Polls in Indiana are open on November 3, 2020, Election Day, from 6 a.m. until 6 p.m. To find Election Day polling sites in your area, visit indianavoters.org.
As soon as early voting opened in Marion County, a line began to snake around the City-County Building in downtown Indianapolis. Despite having more than 650,000 registered voters, the CCB was the only early voting location in Marion County until October 24.
With just one location open, long lines became the standard, with some voters waiting up to seven hours to cast their ballots. Like so many others, Cynthia Morraz was watching the frustration grow on social media. Yet she saw something else in those long lines: a demand for early voting that could help secure future opportunities for all voters.
“In Marion County, early voting is new,” she explains. “Satellite locations were just introduced in our local elections in 2018. By participating in the early voting process and waiting in long lines, we are demonstrating the need for additional early voting sites in all elections.”

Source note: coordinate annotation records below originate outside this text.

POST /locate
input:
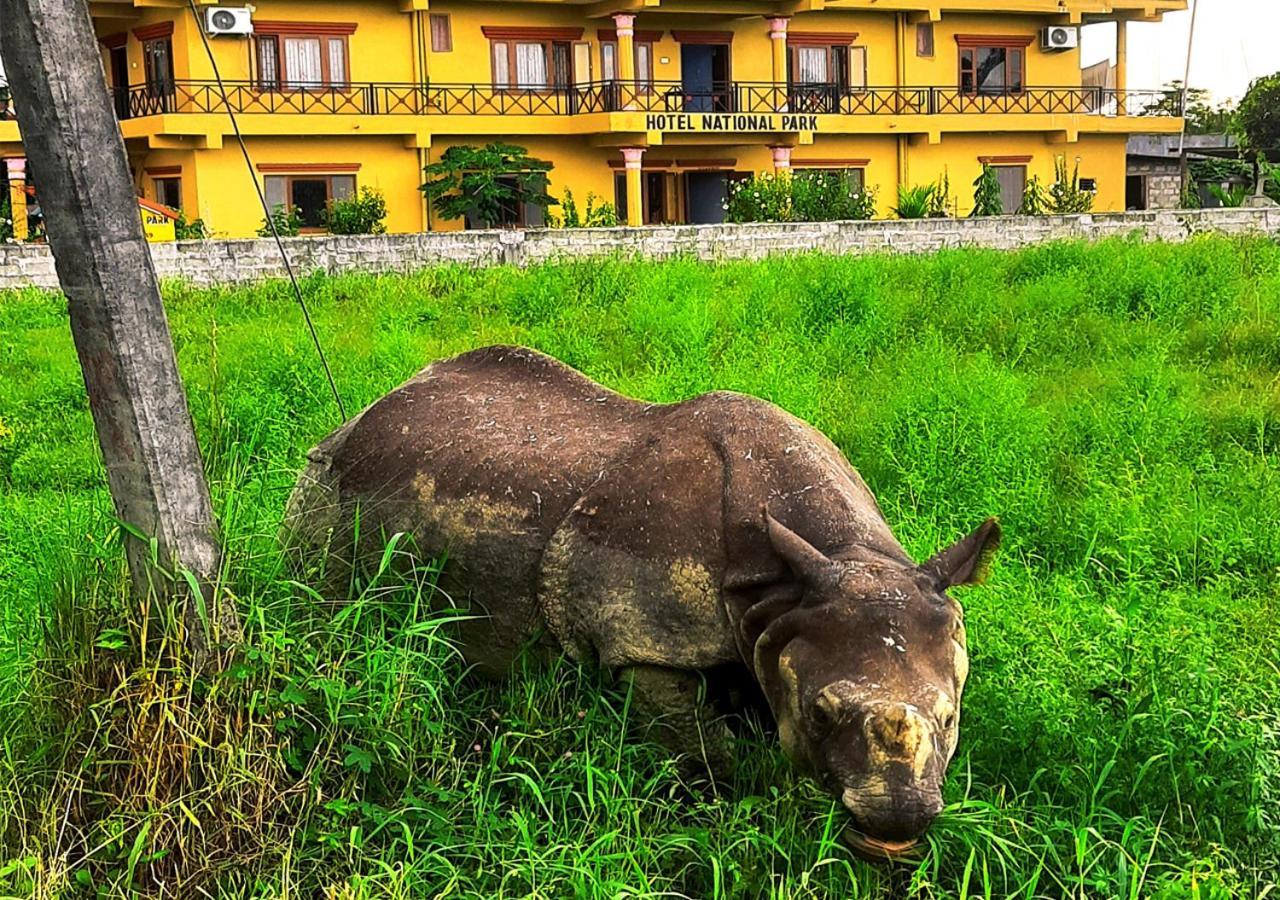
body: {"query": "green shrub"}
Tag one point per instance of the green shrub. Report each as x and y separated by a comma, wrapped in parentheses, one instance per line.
(914, 202)
(819, 195)
(940, 200)
(1230, 197)
(1065, 196)
(800, 196)
(986, 193)
(287, 220)
(362, 214)
(192, 229)
(598, 213)
(1034, 200)
(484, 184)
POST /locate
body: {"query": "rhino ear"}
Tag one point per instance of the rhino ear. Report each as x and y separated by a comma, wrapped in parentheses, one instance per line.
(968, 561)
(807, 561)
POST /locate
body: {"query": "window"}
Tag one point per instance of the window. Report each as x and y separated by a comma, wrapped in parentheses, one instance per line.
(924, 39)
(309, 195)
(531, 65)
(1013, 184)
(854, 178)
(442, 33)
(168, 191)
(158, 63)
(992, 69)
(301, 62)
(644, 60)
(839, 65)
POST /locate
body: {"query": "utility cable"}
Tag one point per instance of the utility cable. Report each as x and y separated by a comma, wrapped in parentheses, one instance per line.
(266, 211)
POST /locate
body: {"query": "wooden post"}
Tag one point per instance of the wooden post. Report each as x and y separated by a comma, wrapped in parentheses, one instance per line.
(118, 321)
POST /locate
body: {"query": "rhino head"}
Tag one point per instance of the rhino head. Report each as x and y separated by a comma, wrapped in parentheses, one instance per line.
(864, 670)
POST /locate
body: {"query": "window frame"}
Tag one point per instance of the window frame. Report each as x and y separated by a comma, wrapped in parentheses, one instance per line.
(830, 41)
(446, 33)
(510, 37)
(647, 82)
(277, 32)
(926, 42)
(158, 188)
(967, 62)
(549, 62)
(327, 177)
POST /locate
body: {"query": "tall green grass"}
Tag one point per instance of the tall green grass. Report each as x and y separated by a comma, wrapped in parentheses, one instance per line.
(1118, 405)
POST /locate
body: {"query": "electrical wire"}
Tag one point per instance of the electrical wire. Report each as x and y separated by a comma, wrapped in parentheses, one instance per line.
(266, 211)
(1187, 78)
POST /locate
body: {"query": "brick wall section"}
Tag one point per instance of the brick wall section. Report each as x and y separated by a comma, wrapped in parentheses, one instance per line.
(236, 261)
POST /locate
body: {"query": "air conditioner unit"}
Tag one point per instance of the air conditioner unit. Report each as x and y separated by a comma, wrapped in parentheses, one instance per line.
(228, 21)
(1060, 37)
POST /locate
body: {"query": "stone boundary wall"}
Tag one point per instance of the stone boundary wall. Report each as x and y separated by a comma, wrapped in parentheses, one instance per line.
(251, 260)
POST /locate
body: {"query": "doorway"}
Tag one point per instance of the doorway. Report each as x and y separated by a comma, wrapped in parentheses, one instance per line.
(705, 193)
(1136, 192)
(704, 77)
(119, 64)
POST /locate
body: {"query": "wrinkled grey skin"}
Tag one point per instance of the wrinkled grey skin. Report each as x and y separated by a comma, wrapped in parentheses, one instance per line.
(716, 543)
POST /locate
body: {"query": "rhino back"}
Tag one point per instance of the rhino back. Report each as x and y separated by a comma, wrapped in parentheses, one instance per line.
(478, 458)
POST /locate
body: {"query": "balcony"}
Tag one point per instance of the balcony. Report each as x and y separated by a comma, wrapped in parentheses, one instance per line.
(657, 97)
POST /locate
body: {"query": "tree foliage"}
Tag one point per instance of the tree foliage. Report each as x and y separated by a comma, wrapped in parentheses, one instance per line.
(1203, 117)
(364, 214)
(483, 184)
(1257, 120)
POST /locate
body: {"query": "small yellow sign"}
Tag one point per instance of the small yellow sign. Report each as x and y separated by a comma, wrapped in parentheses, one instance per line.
(158, 222)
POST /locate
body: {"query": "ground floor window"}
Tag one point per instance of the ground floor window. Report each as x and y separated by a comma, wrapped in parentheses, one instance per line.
(853, 177)
(168, 191)
(1013, 186)
(310, 195)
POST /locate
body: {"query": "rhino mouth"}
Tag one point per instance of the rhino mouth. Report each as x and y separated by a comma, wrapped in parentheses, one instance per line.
(876, 850)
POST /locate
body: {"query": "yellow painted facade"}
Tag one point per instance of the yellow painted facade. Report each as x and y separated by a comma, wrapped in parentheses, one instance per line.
(713, 95)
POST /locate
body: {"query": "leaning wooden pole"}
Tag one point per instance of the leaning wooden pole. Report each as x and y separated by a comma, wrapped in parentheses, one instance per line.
(118, 321)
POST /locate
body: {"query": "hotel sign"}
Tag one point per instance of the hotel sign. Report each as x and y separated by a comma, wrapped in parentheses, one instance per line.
(730, 122)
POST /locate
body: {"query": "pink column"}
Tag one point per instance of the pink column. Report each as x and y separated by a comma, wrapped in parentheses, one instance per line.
(632, 158)
(17, 170)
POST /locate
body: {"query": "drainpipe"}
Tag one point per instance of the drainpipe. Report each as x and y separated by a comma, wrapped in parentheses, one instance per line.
(900, 48)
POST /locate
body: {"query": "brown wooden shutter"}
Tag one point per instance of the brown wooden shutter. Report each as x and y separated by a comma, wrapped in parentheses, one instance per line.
(442, 33)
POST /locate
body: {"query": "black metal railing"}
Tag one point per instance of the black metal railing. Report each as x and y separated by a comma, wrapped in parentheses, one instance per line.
(752, 97)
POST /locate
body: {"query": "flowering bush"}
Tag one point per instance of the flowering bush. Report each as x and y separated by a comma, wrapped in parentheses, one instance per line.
(801, 196)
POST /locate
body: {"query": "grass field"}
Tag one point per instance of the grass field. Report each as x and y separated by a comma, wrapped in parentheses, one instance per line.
(1116, 405)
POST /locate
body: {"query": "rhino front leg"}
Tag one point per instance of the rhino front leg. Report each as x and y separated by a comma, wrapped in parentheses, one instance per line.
(668, 706)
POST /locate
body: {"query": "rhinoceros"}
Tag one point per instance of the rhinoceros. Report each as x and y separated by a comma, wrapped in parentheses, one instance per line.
(713, 543)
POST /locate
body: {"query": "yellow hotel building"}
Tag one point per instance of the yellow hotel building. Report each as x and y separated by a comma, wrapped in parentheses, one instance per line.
(653, 104)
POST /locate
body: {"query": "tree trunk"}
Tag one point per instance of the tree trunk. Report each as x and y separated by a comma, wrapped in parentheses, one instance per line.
(118, 321)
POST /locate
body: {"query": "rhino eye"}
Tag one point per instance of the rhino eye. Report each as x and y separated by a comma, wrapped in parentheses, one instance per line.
(823, 715)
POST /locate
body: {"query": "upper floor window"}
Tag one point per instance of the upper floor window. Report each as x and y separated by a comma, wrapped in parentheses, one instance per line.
(831, 60)
(531, 59)
(442, 32)
(924, 39)
(992, 64)
(156, 55)
(296, 55)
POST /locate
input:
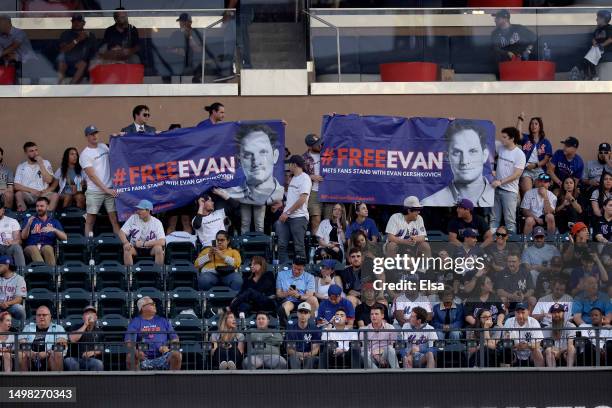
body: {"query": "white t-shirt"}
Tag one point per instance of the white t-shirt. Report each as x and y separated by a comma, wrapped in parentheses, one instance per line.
(97, 159)
(534, 202)
(136, 229)
(507, 163)
(299, 185)
(398, 226)
(211, 224)
(29, 175)
(7, 226)
(316, 157)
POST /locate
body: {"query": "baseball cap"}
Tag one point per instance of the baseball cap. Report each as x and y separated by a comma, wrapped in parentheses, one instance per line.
(577, 227)
(334, 290)
(304, 306)
(184, 17)
(556, 308)
(312, 140)
(297, 160)
(145, 205)
(521, 306)
(571, 141)
(412, 202)
(465, 203)
(90, 130)
(538, 232)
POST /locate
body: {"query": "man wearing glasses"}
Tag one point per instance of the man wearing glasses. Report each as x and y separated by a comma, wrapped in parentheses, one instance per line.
(149, 338)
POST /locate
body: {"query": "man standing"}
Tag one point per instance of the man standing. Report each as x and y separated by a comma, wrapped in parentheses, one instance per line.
(141, 116)
(95, 162)
(293, 222)
(510, 166)
(33, 179)
(158, 334)
(10, 238)
(12, 290)
(143, 232)
(40, 234)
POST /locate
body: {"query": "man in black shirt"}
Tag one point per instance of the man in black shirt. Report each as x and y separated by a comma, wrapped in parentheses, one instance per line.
(84, 355)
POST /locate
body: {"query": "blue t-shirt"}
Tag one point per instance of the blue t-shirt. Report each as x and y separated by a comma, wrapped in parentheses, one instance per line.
(543, 146)
(565, 168)
(37, 237)
(368, 227)
(156, 332)
(327, 309)
(303, 338)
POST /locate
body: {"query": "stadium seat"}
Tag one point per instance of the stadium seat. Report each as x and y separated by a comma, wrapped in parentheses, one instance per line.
(74, 274)
(75, 248)
(184, 298)
(181, 273)
(110, 274)
(73, 301)
(113, 301)
(40, 275)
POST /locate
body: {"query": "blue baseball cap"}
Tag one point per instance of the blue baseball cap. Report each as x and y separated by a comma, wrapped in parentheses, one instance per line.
(145, 205)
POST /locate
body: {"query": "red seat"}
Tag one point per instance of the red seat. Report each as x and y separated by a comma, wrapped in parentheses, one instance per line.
(117, 74)
(7, 75)
(409, 72)
(527, 71)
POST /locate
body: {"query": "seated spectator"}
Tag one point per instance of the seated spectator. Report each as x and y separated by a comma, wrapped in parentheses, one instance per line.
(143, 234)
(294, 287)
(12, 290)
(10, 238)
(40, 234)
(561, 331)
(420, 337)
(258, 291)
(71, 180)
(331, 235)
(141, 115)
(487, 300)
(467, 219)
(406, 231)
(7, 342)
(84, 356)
(34, 179)
(265, 349)
(157, 333)
(526, 349)
(228, 344)
(538, 256)
(589, 299)
(328, 278)
(603, 226)
(337, 350)
(601, 194)
(303, 340)
(361, 222)
(380, 352)
(557, 297)
(448, 317)
(566, 163)
(568, 208)
(369, 300)
(77, 47)
(7, 181)
(538, 206)
(121, 42)
(218, 265)
(335, 301)
(46, 344)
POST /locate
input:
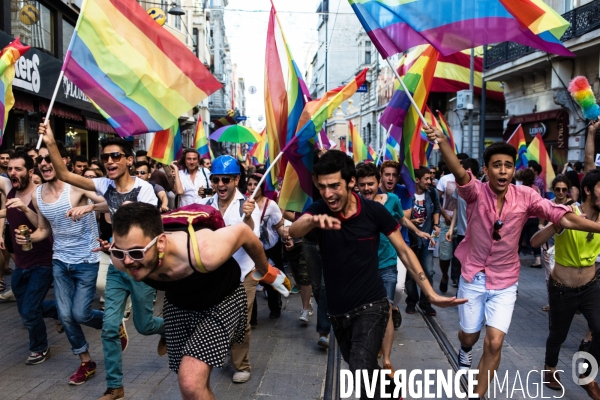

Morraz is an MPA graduate student at O’Neill, focusing on Urban and Regional Governance. She is committed to civic engagement and equal access to voting. When she saw what was going on, she wanted to find a way to help.
“I knew Indianapolis voters were going to continue to wait in line as we got closer to Election Day and I wanted to encourage every single one of them,” she says.
She began recruiting fellow students and staff to volunteer for a project. On October 22, Morraz and the team of volunteers headed to the CCB. They spent seven hours handing out food, water, and even stickers to those in line—and they left empty-handed. They had handed out food to more than 600 people that day. For Morraz, it was a simple way that she could help her community and encourage civic engagement.
“I believe our voices matter and voting is one of the many ways we can show up and demand action,” she says. “In the past, many states have used policies to oppress Black, Latinx, and immigrant communities from voting early. Early voting can allow oppressed communities the opportunity to participate in our voting process.”
Morraz’s passion to ensure everyone has an equal voice and an opportunity to vote is personal.
“As a first-generation Latina, I value voting—it’s one of the many ways I can vote for candidates that advocate for my community and the issues I support,” she explains.
Morraz was able to take on her project thanks to the support from a Jag Social Action Grant from IUPUI’s Center for Service and Learning. The grant is available to current IUPUI students and offers financial support up to $1,500 for projects that promote civic engagement and positive social action.
“If a student is passionate about a topic, they should apply, especially if they want to engage the community or share knowledge,” Morraz says. “And knowledge is power!”